Un DirCom est-il un Community Manager ?

On évoque le Community Management depuis déjà plusieurs années. Pourtant aujourd’hui, le sujet devient incontournable. Le web s’est définitivement imposé comme media à part entière ; les communautés se créent ; la e-réputation est de plus en plus surveillée ; et les entreprises recrutent des Community Managers.

Si le sujet n’est pas nouveau, l’apparition du Community Manager dans les entreprises est plus récente. Ce nouvel emploi créé de toute pièce n’a pas toujours les mêmes contours, notamment du fait des activités institutionnelles ou commerciales de l’organisation à laquelle il est rattaché, de la notoriété de l’entreprise, de son implantation locale, nationale ou internationale, de l’importance de ses effectifs et du public qu’elle touche.

Si le contour de la fonction est modulable, l’esprit est toujours le même. Sans en avoir officiellement le titre, le Community Manager est un porte-parole. Il porte la parole des utilisateurs en interne et de l’entreprise en externe. Il participe, par exemple, autant à l’amélioration du service clients, qu’au développement et à l’animation d’une communauté autour d’un nom, de personne ou d’une organisation, ou autour d’une marque.

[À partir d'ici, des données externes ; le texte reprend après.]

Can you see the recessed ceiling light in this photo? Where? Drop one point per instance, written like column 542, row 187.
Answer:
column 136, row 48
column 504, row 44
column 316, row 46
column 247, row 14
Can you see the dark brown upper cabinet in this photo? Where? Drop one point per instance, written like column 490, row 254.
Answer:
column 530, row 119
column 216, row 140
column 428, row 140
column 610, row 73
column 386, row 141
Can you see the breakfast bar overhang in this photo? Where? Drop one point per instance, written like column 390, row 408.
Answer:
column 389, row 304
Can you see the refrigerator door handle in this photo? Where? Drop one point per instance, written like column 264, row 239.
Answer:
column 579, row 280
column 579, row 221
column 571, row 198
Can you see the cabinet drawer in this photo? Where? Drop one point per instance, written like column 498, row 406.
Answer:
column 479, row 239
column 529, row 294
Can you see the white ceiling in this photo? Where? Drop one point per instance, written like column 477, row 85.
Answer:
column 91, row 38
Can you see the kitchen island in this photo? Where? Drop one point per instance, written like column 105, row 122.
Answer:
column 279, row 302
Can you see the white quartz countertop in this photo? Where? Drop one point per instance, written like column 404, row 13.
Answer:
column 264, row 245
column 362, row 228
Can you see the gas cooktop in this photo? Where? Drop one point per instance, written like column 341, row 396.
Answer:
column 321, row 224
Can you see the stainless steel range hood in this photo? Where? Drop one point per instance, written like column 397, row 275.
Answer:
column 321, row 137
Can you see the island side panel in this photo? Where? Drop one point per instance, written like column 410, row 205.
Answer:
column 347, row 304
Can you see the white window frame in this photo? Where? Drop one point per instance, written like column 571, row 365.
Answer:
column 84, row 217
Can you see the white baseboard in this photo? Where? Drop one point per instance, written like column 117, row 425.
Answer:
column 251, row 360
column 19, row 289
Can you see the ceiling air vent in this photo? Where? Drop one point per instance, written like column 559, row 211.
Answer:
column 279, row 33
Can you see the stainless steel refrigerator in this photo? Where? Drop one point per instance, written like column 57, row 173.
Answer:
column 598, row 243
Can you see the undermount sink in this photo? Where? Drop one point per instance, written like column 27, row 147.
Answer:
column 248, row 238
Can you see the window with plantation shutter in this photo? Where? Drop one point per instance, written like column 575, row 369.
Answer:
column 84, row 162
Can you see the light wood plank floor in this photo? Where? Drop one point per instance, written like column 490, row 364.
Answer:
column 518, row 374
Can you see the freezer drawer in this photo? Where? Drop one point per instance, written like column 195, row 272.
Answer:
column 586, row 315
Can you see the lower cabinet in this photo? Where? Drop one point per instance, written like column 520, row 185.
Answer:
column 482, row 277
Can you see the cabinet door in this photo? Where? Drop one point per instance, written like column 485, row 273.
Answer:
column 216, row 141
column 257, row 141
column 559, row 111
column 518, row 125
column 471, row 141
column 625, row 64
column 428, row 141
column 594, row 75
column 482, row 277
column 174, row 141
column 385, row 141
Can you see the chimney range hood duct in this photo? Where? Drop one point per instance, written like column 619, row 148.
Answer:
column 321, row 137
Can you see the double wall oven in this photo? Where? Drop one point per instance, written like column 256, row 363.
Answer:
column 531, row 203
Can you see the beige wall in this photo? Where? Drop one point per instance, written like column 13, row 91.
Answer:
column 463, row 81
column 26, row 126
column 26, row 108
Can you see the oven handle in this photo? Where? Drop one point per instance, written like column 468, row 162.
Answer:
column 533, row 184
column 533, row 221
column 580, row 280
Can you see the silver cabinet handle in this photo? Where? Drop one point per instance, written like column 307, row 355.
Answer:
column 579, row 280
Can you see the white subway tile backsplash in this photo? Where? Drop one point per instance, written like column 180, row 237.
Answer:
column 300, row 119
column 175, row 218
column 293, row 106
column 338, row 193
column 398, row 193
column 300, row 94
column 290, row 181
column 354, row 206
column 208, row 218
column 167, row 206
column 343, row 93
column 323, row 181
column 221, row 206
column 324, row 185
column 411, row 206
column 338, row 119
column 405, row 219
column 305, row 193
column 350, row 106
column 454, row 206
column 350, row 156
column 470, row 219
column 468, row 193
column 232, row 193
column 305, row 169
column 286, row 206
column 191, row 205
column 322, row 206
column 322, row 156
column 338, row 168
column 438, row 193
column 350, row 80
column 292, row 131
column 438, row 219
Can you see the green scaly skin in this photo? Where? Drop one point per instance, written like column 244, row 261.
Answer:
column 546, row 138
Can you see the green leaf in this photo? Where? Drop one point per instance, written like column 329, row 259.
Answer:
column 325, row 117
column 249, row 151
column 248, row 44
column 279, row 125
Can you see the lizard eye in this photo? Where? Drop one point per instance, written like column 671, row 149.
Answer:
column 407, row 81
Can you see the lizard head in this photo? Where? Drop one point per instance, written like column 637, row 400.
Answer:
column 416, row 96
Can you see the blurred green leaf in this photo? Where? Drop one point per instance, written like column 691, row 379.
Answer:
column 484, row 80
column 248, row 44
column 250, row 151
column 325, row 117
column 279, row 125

Son rôle est clairement de créer du lien entre celui ou celle dont il est le représentant et l’utilisateur, le consommateur, l’auditeur, l’électeur…

Créer du lien, c’est assurer une présence, donner des informations, créer des émotions, faire réagir, participer…sa communauté. Une communauté est une sorte de famille numérique, chacun pouvant appartenir à autant de familles numériques qu’il le souhaite. Plus la communauté sera vivante, plus elle contribuera à la notoriété de la marque ou de l’entreprise pour laquelle elle fonctionne, plus forts seront les liens, plus exigeantes aussi seront les attentes ou les espérances de l’utilisateur vis-à-vis de sa marque.

Comprenons bien que la communauté peut avoir aujourd’hui plus d’influence sur la réputation d’une entreprise que la taille de l’entreprise elle-même, contrairement au passé, où la taille jouait un rôle majeur ; elle constituait un élément premier de sa notoriété.

Dans les années 60, on était « Fan de » Sylvie ou Johnny, ce qui a fait le succès des « yéyé ». Aujourd’hui on est « fan de » son entreprise, son smartphone, son député, l’association que l’on préside, voire sa série télé préférée.

Personnes, produits, organisations publiques ou privées : peu importe ; avec le web, les principes positifs et négatifs de la réputation s’appliquent à tout ce et tous ceux qui s’exposent, et à tout ce qui est « exposable ».

Aussi, devant l’ampleur du phénomène qui n’est déjà plus naissant, les entreprises s’organisent pour gérer une situation qu’elles ne souhaitent pas voir leur échapper ; une situation qu’elles entendent même maitriser voire gérer.

Le Community Manager va donc avoir pour mission de mettre en place, développer et animer des outils et supports de communication qui vont permettre de créer un lien nouveau entre les utilisateurs et la marque, entre le consommateur et le produit…Il s’agit de créer un pont permanent, permettant la circulation de l’information dans tous les sens, parallèlement à la publicité, qui elle, fonctionne à sens unique. Plus ces échanges seront rapides, voire instantanés, plus l’animation de la communauté sera efficace.

Et, l’efficacité de l’animation d’une communauté se mesurera sur la réactivité du Community Manager, mais aussi sur sa créativité et son sens politique, sur sa capacité à gérer du discours et de l’image.

Le Community Manager doit également savoir faire preuve d’empathie : écouter, voir, comprendre ; des qualités propres aux directeurs de communication qui vont naturellement se retrouver en première ligne pour prendre en charge cette nouvelle compétence.